Menyaksikan wawancara walikota Surabaya Tri Rismaharini di Mata Najwa Metro
TV (12/2) terlihat betapa besar dan berat beban yang dipikulnya dalam
menghadapi segala persoalan. Risma memang fenomenal, ia mampu
membereskan berbagai persoalan besar yang dihadapi Surabaya selama ini
sebagai kota besar. Tidak dipungkiri taman kota banyak berdiri, kota
tampak bersih dan sejuk. Seabrek penghargaan baik dalam dan
luar negeri di sandangnya, dijadikan salah satu walikota terbaik di
dunia bukanlah hal yang berlebihan.
Dalam wawancara itu
tergambar pesoalan kota Surabaya memang kompleks, termasuk ketika harus
membereskan masalah lokalisasi. Pada mulanya ia enggan karena
masih belum sanggup menemukan solusi yang pas kalau memang lokalisasi
itu benar-benar ditutup. Akhirnya melalui kuasa Tuhan ia ditunjukkan
jalan.
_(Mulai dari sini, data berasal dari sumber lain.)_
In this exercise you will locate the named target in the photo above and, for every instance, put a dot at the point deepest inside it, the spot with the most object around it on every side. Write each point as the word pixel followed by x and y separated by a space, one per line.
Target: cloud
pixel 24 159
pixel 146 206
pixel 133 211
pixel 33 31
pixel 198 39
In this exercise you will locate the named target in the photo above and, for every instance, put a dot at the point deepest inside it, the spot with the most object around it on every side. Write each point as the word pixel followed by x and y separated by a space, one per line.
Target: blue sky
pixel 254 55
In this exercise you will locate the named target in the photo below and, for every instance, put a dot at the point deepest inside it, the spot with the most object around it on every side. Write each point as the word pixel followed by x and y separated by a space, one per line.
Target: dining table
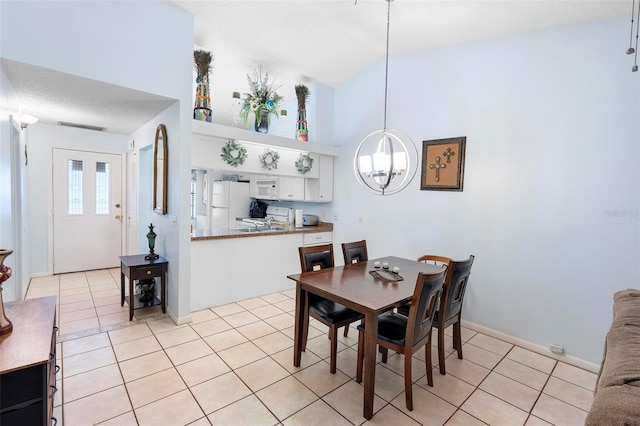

Ia teluluri sendiri para PSK itu untuk menemukan akar persoalan
sesungguhnya. Betapa terkejutnya, ia menemukan bahwa yang berprofesi
seperti itu adalah anak-anak usia sekolah. Dan ditambah lagi beberapa
yang sudah tua masih menjalani profesi itu.
Risma melihat bahwa
ini adalah persoalan besar yang harus dituntaskan, apalagi menyangkut
aspek sosial dan ekonomi serta masa depan generasi mendatang. Tidak
mudah memang mengatasi persoalan sosial kemasyarakatan
dibandingkan dengan membangun taman kota. Ia tetap pada komitmen untuk
menutup lokalisasi dengan caranya sendiri, yang saat ini terus dalam
proses dan tentu saja tantangan dari yang pro maupun kontra.
Persoalan pun
bertambah tidak saja mengurusi manusia, binatang pun tidak luput dari
perhatiannya. Kebun Binatang Surabaya (KBS) menjadi polemik tersendiri
akibat konfliks internal dan disamping itu ada wacana untuk
mengalihfungsikan menjadi hotel dan mal di tempat itu yang lahannya
adalah milik pemkot. Peliknya persoalan itu berakibat banyak satwa yang
mati tidak wajar. Persoalan semakin rumit karena disinyalir ada mafia
besar yang bermain di situ.
Belum sampai di situ persoalan bertambah lagi dengan dilantiknyanya wakil walikota Surabaya Wisnu
Sakti Buana yang menggatikan Bambang DH yang mengundurkan diri karena
maju menjadi calon gubernur Jatim 2013. Dalam proses pemilihan ini,
Risma sendiri sebagai walikota –sepertinya- tidak diajak rembuk untuk
pemilihan wakilnya itu. Menurut Risma ada yang tidak prosedural dalam
proses pemilihan sampai pelantikannya, dan itu yang membuat dirinya
dilema untuk pertanggungjawabannya. Terutama di akherat nanti tuturnya.
Beban yang sudah berat
semakin tambah berat karena PDI-P sebagai partai pengusung seakan tidak
berpihak padanya, sedangkan wakil walikota yang sudah dilantik Wisnu
Sakti Buana yang sebelumnya saat menjadi wakil ketua DPRD Surabaya pada
tahun 2011 turut mengajukan pemakzulan walikota. Upaya itu tidak
berhasil karena ditolak pemerintah pusat. Dan begitu beratnya beban
sehingga dalam wawancara tersebut –sebagai perempuan- ia tidak kuasa
membendung air mata.
Beban Risma dibanding Jokowi
Risma dan Jokowi adalah figur yang hebat dalam mengatasi peliknya permasalahan ibu kota. Pada beberapa
sisi ada perbedaan keduanya dalam memikul beban. Beban yang dipikul
Risma memang sungguh berat, dan semakin berat karena Risma harus
memikulnya seorang diri. Ini sangat jauh berbeda dengan Jokowi yang bisa
jadi bebannya juga sama atau malah lebih berat. Namun beban berat yang
dipikul Jokowi menjadi lebih ringan karena ia tidak memikul
sendirian. Banyak pihak yang membantu Jokowi namun kondisi jauh berbeda
dengan Risma.
Pertama, Risma tidak didukung penuh PDI-P.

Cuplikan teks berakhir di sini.